Arrested Development

Michael Cera plays the same note once again in Nick and Norah's Infinite Playlist

Michael Cera specializes in a fragile, almost traumatized, vulnerability. It was first on display in his role as a teenager in love with his cousin on Arrested Development, then as a besotted teen father-to-be in Juno, and then as a high school senior on the verge of graduation in Superbad. His deer-in-the-emotional-headlights routine barely even seems like acting most of the time. On camera, Cera often looks like he really is a nervous, shy teenager trapped between his adolescent impulses and his nice-guy upbringing.

It's a great act, playing on both the audience's identification with the nice guy part of his personality and its knowing sense of superiority about how it would handle the situation so much better. The trouble is that it's a single note; and now, after five years, it's hard to see where Cera goes from here. As with his Superbad coconspirators Judd Apatow and Seth Rogen, Cera desperately needs a way to escape typecasting, or at least to avoid saturation.

He doesn't quite get it in Nick and Norah's Infinite Playlist, an iPod-generation mash-up of the road movie, the romantic teen comedy, and the rock 'n' roll midnight-show cult classic in which Cera plays essentially the same character he's always played. The movie starts with Cera, as Nick, alone in his underwear in his suburban bedroom, leaving an unbearably long, painfully misguided, and depressingly candid voicemail message for his ex-girlfriend Tris (Alexis Dziena), who had dumped him a month before. For the next 85 minutes, it's a series of sweetly screwball situations marked by missed connections, misdirection, miscommunication, missed signals, and mixed messages.

Nick and his friends set off on a quest to locate a secret, unadvertised concert by their favorite band somewhere in New York City. So do drunk party girl Caroline (Ari Graynor) and her pal Norah (Kat Dennings), a classmate of Tris' who's developed a secret crush on Nick without ever meeting him, based only on the mix CDs he's made for his ex. Tris is also trying to find the show, with her new boyfriend in tow. They all get together, and Norah's sort-of ex-boyfriend Tal (Jay Baruchel), a boorish scene-crasher who's trying to get Norah's studio exec father to listen to his band's demo, keeps popping up, too. Caroline disappears and is discovered at a gay burlesque Christmas show. Indie folk singer Devendra Banhart dispenses sex advice in a bodega. Nick finally overcomes Tris' baiting and Norah breaks out of the comfort of her relationship with Tal. And it's all accompanied by an endless loop of appropriately adolescent indie rock by Banhart, Vampire Weekend, Bishop Allen, The Real Tuesday Weld, We Are Scientists, and The Shout Out Louds.

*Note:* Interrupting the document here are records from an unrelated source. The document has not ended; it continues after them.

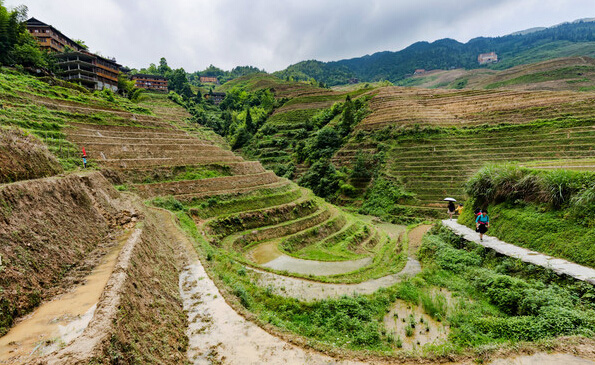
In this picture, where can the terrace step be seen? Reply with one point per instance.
(155, 152)
(238, 241)
(207, 186)
(154, 162)
(233, 192)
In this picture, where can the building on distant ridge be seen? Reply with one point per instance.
(209, 79)
(485, 58)
(75, 62)
(150, 82)
(217, 97)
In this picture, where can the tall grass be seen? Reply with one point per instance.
(511, 183)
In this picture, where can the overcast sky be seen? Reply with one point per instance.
(273, 34)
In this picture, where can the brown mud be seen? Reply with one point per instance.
(56, 323)
(218, 334)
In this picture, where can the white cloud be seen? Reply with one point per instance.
(273, 34)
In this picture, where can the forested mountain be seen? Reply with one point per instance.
(569, 39)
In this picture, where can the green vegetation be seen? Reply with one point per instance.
(502, 300)
(17, 46)
(558, 74)
(47, 122)
(552, 212)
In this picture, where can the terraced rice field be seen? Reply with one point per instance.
(238, 202)
(436, 165)
(408, 106)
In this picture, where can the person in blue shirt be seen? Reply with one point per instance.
(482, 223)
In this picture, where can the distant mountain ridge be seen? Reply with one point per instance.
(522, 47)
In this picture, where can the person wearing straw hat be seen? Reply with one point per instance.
(451, 207)
(482, 223)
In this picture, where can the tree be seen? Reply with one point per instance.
(17, 46)
(163, 68)
(322, 178)
(178, 82)
(250, 127)
(347, 117)
(81, 43)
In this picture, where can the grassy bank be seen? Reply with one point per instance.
(552, 212)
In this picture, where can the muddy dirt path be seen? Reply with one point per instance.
(217, 334)
(415, 236)
(58, 322)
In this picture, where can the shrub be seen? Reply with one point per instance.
(322, 178)
(169, 203)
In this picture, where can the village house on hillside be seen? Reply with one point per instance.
(150, 82)
(217, 97)
(75, 62)
(209, 79)
(485, 58)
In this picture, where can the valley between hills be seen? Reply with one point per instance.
(304, 228)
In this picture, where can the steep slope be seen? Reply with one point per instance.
(575, 74)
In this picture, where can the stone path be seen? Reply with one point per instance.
(559, 266)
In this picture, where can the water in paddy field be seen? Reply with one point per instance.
(56, 323)
(426, 330)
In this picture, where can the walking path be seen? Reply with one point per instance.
(559, 266)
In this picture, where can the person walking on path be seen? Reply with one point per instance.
(482, 223)
(84, 158)
(451, 210)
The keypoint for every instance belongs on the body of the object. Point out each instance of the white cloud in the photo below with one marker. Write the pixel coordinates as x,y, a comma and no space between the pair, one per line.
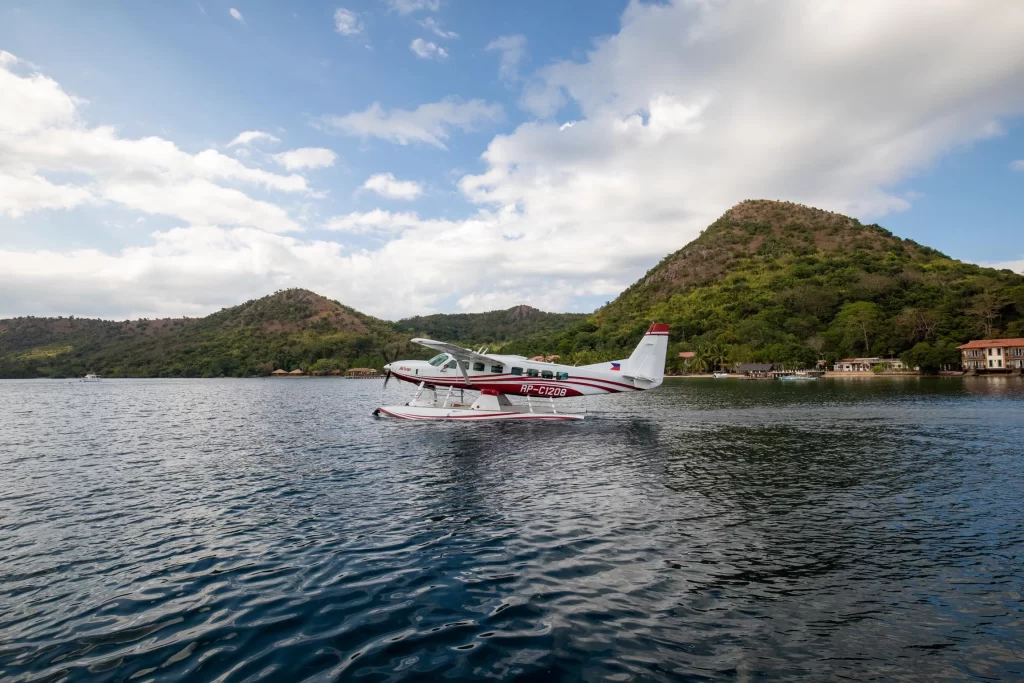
387,185
690,108
410,6
305,158
513,48
250,136
428,123
427,50
346,22
41,134
432,25
377,220
26,193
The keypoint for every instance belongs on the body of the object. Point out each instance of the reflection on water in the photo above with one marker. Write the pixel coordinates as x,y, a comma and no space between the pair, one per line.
255,528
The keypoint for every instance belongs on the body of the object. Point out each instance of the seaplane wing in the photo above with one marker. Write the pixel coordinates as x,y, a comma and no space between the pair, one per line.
456,352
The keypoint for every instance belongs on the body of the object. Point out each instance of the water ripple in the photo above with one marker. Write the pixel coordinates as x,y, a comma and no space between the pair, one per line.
248,529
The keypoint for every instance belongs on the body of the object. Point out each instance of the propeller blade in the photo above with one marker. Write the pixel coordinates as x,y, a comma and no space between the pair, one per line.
464,373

It seems pointless to note the predictability of the plot. As the old saying goes, it's not the destination but the journey, and Nick and Norah's trip through both hip New York and the first blush of their romance is energized by the pair's chemistry and the just-scuzzy-enough depiction of the city's rock clubs and late-night hangouts (which fails wholeheartedly in accuracy but hits the perfect note for a teen comedy). The ensemble cast is better-written than the one in Superbad, and Cera's paired off with an actress who matches his fumbling embarrassment with a front of barely maintained brassiness. Dennings manages a difficult balance of brittle jadedness and girlish enthusiasm. She portrays, better than her co-star does, a real person with real emotions on the edge of adulthood. Where Nick appears to be frozen behind Cera's habitual nervousness, Norah's no-nonsense defensiveness is shown for the bluff it is.

But none of it's ever quite enough. For all its super-hip post-millennial trappings, Nick and Norah doesn't reinvent the romantic comedy, or really even update it. It's a by-the-numbers rehash, even if the numbers in this case are the 1s and 0s that fill an iPod. What's worse is that Cera can't seem to upgrade himself. Unless he gets beyond the tics and anxieties of characters like Nick, he risks becoming as obsolete as the portable CD player Nick has on the dash of his Yugo.